Combining computational linguistics with sentence embedding to create a zero-shot NLIDB
Yuriy Perezhohin,
Fernando Peres,
Mauro Castelli
Affiliations
Yuriy Perezhohin
MyNorth AI Research, Alameda Bonifácio Lázaro Lozano n°15- 1°C, 2780-125, Oeiras, Lisboa, Portugal; NOVA Information Management School (NOVA IMS), Universidade Nova de Lisboa, Campus de Campolide, 1070-312, Lisboa, Portugal
Fernando Peres
MyNorth AI Research, Alameda Bonifácio Lázaro Lozano n°15- 1°C, 2780-125, Oeiras, Lisboa, Portugal; NOVA Information Management School (NOVA IMS), Universidade Nova de Lisboa, Campus de Campolide, 1070-312, Lisboa, Portugal
Mauro Castelli
NOVA Information Management School (NOVA IMS), Universidade Nova de Lisboa, Campus de Campolide, 1070-312, Lisboa, Portugal; Corresponding author.
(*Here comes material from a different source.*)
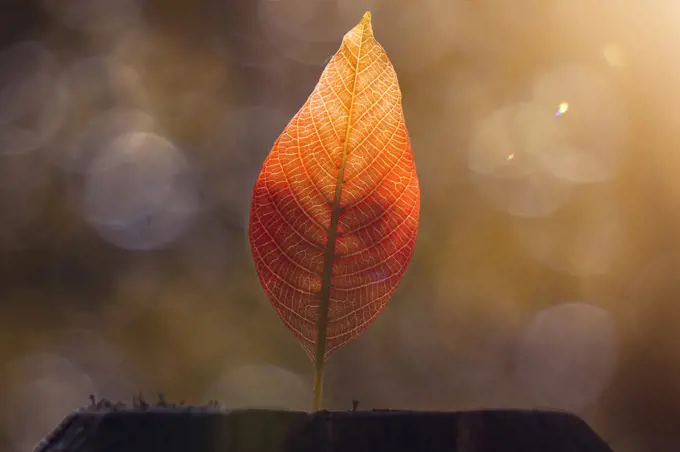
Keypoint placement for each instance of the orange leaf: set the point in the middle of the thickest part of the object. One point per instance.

Accessing relational databases using natural language is a challenging task, with existing methods often suffering from poor domain generalization and high computational costs. In this study, we propose a novel approach that eliminates the training phase while offering high adaptability across domains. Our method combines structured linguistic rules, a curated vocabulary, and pre-trained embedding models to accurately translate natural language queries into SQL. Experimental results on the SPIDER benchmark demonstrate the effectiveness of our approach, with execution accuracy rates of 72.03% on the training set and 70.83% on the development set, while maintaining domain flexibility. Furthermore, the proposed system outperformed two extensively trained models by up to 28.33% on the development set, demonstrating its efficiency. This research presents a significant advancement in zero-shot Natural Language Interfaces for Databases (NLIDBs), providing a resource-efficient alternative for generating accurate SQL queries from plain language inputs.